Level measurement using Guided Wave Radar



Guided Wave Radar(GWR) is a contacting type continuous level measurement instrument. Also called Time Domain Reflectometry (TDR). A Guided Wave Radar consists of a probe with a full length of the tank and the transmitter connected to the probe is mounted at the top of the tank. The system is shown below.

Guided Wave Radar

A low energy pulse of microwave/electromagnetic wave is sent down through the probe. The sent microwave is travel to the bottom of the tank with a speed of light. A proportion of the wave is reflected back to the transmitter from the surface of the liquid-air contact. The proportion of the wave reflected depends on the liquid filled in the tank.

The “time of flight” of the wave is measured and which will be in relation to the level of the tank. That is the time delay between the transmitted and received signal is measured by the onboard microprocessor and calculate the distance to the liquid surface.

Distance = (speed of light * time delay)/2

Once the transmitter is programmed with the reference gauge height of the application – usually
the bottom of the tank or chamber – the liquid level is calculated by the microprocessor.

Types of Probe available:

The single-element probe: Less efficient, But widely used because most forgiving in design

The Twin-element probe: General purpose-probe used in long-range applications.

Coaxial probe: Most efficient, similar to standard coaxial cable.

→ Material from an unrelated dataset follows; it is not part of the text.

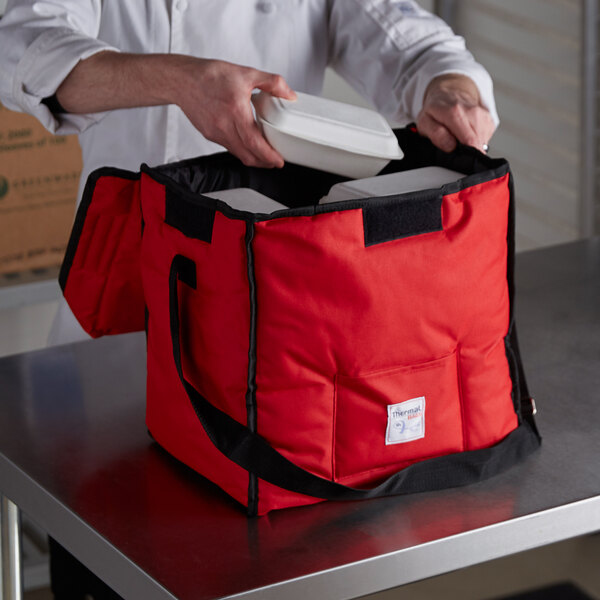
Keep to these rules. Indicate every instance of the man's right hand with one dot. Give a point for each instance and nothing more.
(213, 94)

Used for low dielectric applications.

Advantages of the GWR:

  • Accurate and more reliable in level measurement

  • GWR can be used with liquid contain sludges, slurries, and solid content.

  • Change in density, viscosity, dielectric and conductivity of the fluid will not affect the measurement.

  • Pressure, temperature and vapour space have no impact on measurement.

  • GWR is easy to install even if there are another level measuring technologies install in tank such as displacers.

  • And easy to install even if there is liquid in the tank.